Он встал и отправился одеваться.
«Не твое собачье дело» шла уже несколько месяцев. Эллсворт Тухи с сожалением заметил в своей колонке, что название пьесы пришлось немного изменить, «пойдя на уступки ханжеской буржуазной морали, которая до сих пор диктует свою волю театру. Это вопиющий пример давления на художника. Так что не стоит верить болтовне о творческой свободе и вообще о свободе в нашем обществе. Первоначально названием этой чудесной пьесы было подлинное народное выражение, прямое и смелое, как свойственно языку простого человека».
Винанд и Доминик сидели в середине четвертого ряда, не обращаясь друг к другу, следя за действием. Сюжет был малоинтересным, банальным, но подтекст не мог не пугать. Тяжеловесные пустопорожние реплики, которыми текст пропитался, как сыростью, создавали какую-то особую атмосферу; она давала себя знать в ухмылках актеров, в вульгарных жестах, в хитроватом прищуре глаз и насмешливых интонациях. Малозначащие фразы подавались как откровение и нагло навязывались как глубокие истины.
Малозначащие фразы подавались как откровение и нагло навязывались как глубокие истины. На сцене витал дух не невинного предубеждения, а намеренного вызова. Автор, похоже, хорошо знал свою цель и похвалялся властью навязывать зрителям свои представления о возвышенном и тем самым уничтожать в них способность к истинно возвышенному.

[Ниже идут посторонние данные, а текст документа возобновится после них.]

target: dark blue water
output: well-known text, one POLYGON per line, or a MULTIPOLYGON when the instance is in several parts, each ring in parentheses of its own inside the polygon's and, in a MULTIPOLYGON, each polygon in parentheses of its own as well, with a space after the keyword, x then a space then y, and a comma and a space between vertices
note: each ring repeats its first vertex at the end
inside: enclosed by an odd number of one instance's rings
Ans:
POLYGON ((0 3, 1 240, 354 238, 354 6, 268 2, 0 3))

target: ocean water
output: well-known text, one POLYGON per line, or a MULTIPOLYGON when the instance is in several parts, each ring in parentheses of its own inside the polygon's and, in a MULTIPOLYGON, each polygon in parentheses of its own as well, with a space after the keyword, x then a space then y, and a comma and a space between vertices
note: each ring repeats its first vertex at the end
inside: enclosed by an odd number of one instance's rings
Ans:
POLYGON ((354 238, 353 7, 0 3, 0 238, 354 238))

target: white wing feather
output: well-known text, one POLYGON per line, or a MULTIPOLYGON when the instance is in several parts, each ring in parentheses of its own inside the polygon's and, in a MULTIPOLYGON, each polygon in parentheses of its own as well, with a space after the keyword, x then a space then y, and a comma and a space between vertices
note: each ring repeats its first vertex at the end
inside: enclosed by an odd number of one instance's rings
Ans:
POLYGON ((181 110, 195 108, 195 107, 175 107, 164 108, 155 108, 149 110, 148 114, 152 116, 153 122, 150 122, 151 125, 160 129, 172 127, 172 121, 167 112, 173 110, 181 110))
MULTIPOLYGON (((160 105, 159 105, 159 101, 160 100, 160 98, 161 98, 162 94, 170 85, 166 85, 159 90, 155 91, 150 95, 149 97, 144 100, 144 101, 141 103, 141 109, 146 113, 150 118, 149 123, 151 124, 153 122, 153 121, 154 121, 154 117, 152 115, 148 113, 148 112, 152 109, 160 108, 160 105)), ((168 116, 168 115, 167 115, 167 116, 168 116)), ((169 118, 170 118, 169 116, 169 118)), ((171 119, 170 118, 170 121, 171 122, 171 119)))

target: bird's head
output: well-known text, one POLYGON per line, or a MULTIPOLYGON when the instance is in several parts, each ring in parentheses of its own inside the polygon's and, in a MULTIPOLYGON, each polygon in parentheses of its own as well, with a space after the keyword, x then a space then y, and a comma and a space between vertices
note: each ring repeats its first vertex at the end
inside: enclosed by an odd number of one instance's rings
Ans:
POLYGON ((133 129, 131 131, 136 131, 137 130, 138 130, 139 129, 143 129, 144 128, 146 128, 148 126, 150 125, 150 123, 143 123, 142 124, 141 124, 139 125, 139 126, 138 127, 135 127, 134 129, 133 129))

Спектакль оправдывал мнение критиков: он веселил, как непристойный анекдот, разыгранный не на сцене, а в зрительном зале: словно с пьедестала столкнули божество, а вместо него водрузился не сатана с мечом, а уличный дебошир с бутылкой.
Притихший зал был явно озадачен и насторожен. Когда раздавался смех, все тотчас с облегчением подключались, с радостью открывая для себя, что им весело. Жюль Фауглер не пытался что-то внушить зрителю, он просто дал понять — задолго до постановки и через множество намеков, — что всякий, кто не сможет оценить пьесу, — бездарный тупица. «Бесполезно просить пояснений, — сказал он. — Либо вы в состоянии понять эту пьесу, либо вам это не дано».
В антракте Винанд слышал, как одна полная дама сказала:
— Чудесно, хотя я не все понимаю, но чувствую, что это о чем-то очень важном.
Доминик спросила:
— Может быть, уйдем, Гейл?
Он ответил:
— Нет, досидим до конца.
В машине по дороге домой он молчал. Когда они вошли в гостиную, он остановился и приготовился выслушать и принять любую критику. На миг у нее появилось желание пощадить его. Она чувствовала себя опустошенной и очень уставшей. Ей не хотелось причинять ему боль, ей хотелось просить у него помощи.
Потом ее мысли снова вернулись к тому, о чем она думала в театре. Эта пьеса была творением «Знамени», «Знамя» ее породило, вскормило, поддержало и привело к триумфу. То же «Знамя» начало и завершило разрушение храма Стоддарда… Нью-йоркское «Знамя», второе ноября, рубрика «Вполголоса», статья «Святотатство», автор Эллсворт М. Тухи; «Церкви нашего детства», автор Альва Скаррет. «Вы счастливы, мистер Супермен?..» И разрушение храма Стоддарда представилось ей недавним событием; дело было, конечно, не в сравнении двух несоизмеримых вещей, храма и пьесы, а в том, что и то и другое было не случайно, роли играли не актеры, не Лйк, Фауглер, Тухи и она сама… и Рорк. Дело было во вневременном противоречии, в вечной борьбе, битве двух идей: одной, создавшей храм, и другой, произведшей на свет пьесу; две силы открылись ей в наготе, своей сути, силы, боровшиеся друг против друга с сотворения мира; они были известны каждой религии, всегда были Бог и дьявол, просто люди часто заблуждались относительно того, каков дьявол; дьявол не был велик, он был не один, дьяволов было много, люди были грязны и ничтожны. «Знамя» погубило храм Стоддарда, чтобы дать жизнь этой пьесе, иного от него нельзя было ожидать, третьего не дано, нельзя избежать выбора, нейтралитет невозможен — либо одно, либо другое, так было всегда. У этой войны много символов, но нет названия, это необъявленная война… «О Рорк! — закричало все ее существо. — О Рорк, Рорк, Рорк…»
— Доминик, что случилось?
Она услышала голос Винанда, тихий и встревоженный. Никогда раньше он не позволял себе проявить беспокойство. Она поняла его вопрос, он возник как отражение того, что он увидел в ее лице.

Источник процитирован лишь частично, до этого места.